Great tracts of consecrated land have become grim, modernistic cities in miniature. With rules and regulations as to the size, height and material of the memorials - resulting in an unrelenting uniformity - all but the most determined have been restrained from producing original work.
Democracy in life has become a dictatorship in death, with everyone of us forced to suffer a Ceausescu-like regimentation of stone and marble blocks marching roughshod over our remains. Even the most aesthetically aware is now forced to spend eternity under an architectural blight on the landscape.
The cemeteries and churchyards of the past were created as morally uplifting oases, reflecting the ideals, the dreams and the tastes of the times. What in heaven's name do these sterile stumps, relieved only by grizzly green and multicoloured marble chippings, reflect of our ideals today?
Walking through a 19th-century cemetery, on the other hand, is like walking through an architectural Utopia, like Joseph Gandy's, Thomas Cole's and C A Cockerell's fanciful paintings of dream cities, with every Regency style crammed on to the canvas.
There is no more exciting skyline in the British Isles than the Glasgow Necropolis, with its Classical, Gothic and Egyptian mausoleums and there is no richer concentration of architectural conceits than those found at the Cemetery of All Souls at Kensal Green in north-west London.
I have just spent a week filming there for my Alphabet of Britain ('K is for Kensal Gothic', BBC 2, Monday, 8.50 pm), and if I had been on a Grand Tour the world over I doubt whether I would have found such a rich variation of design, including, I'm afraid to say, all the iniquities of 'infill', with the modern tombs lumped between the old. Rather than a 'battle of styles', it is a celebratory ball of styles that can be revelled in at Kensal Green, which was the first of the great metropolitan cemeteries built in London in 1833.

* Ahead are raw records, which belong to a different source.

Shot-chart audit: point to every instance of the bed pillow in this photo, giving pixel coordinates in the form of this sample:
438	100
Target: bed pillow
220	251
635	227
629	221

Catching sight of these Elysian fields through a gate in a wall along the Harrow Road is nothing short of glimpsing paradise through the gates of heaven. There you are in the midst of urban uniformity when, quite suddenly - and only for a second - you see a flash of complete countryside, elegantly planted with statuary and temples.
Walk under the Doric arched entrance and you walk into the very core of 19th-century culture - its people and its architecture - with the whole gamut of Victorian life, all commemorated with idiosyncratic flair and originality. It is as if there is a perpetual party in progress, with a glittering array of luminaries whose lives are forever being celebrated by their memorials.
If there is life after death, no more interesting life could be enjoyed than with the company that is gathered together at Kensal Green. Isambard Kingdom Brunel lies there, within earshot of his creation, the Great Western Railway. Philip Hardwick, architect of Euston Arch, is buried in the cemetery next to George Augustus Smythe, the last man to fight a duel in England, who is interred amid Gothic finery.
Thackeray is next to his old school friend the illustrator John Leech, both of them only feet away from their first employer, Shirley Brooks, who was the editor of Punch. W H Smith lies under a stone book and Frederick Winsor, who brought gas lighting to the British Isles, is commemorated by a stone flame blazing from an obelisk, inscribed: 'At evening there shall be light.'
To parade up the main avenue is to parade through the pages of an architectural pattern book, with the Royal Acadamician William Mulready under the most elegant of classical canopies on a fringed stone bier beneath which are carved scenes and implements of his artistic life. Gazing at him from over the way are four giant Eastern caryatids supporting a sarcophagus on which are laid the stone hat and sword of Major General Sir William Casement, 'who terminated his valuable life at Cossipore in 1844'.
Most outlandish of all the memorials is the Egyptian mausoleum built by Andrew Ducrow in 1836 to honour his wife and eventually himself to the tune of pounds 3,000. 'Pondrous coxcombery,' growled The Builder, on seeing this extraordinary little building, which has every Egyptian motif squashed into its tiny structure.
Andrew Ducrow himself was as odd as the monument that commemorates him. A showman of dazzling ability, he perfected the picturesque art of poses plastiques equestres - that of striking attitudes as Zephyr, Mercury or a Yorkshire foxhunter while riding or driving as many as nine horses at one time. There were elegant variations, such as when the curtain would rise to reveal Ducrow, in skin-tight attire, standing motionless atop a plinth.
After a moment's rich appreciation of this classical pose, you would be treated to his gradual transformation from one antique statue to another. He died in 1862, a few days after his favourite horse, John Lump. His stone hat and gloves lie at the door of the mausoleum.
This has been no mere sentimental ramble through a cemetery. I feel a passion for all these people, their lives having been brilliantly brought into mine through all their memorials and epitaphs.
With such a heritage as this, at Kensal Green alone, how can funerary art have sunk as low as it has, with such drearily impersonal consequences? All the improvements that have swept through architecture would seem to have bypassed this miniature world of structural design.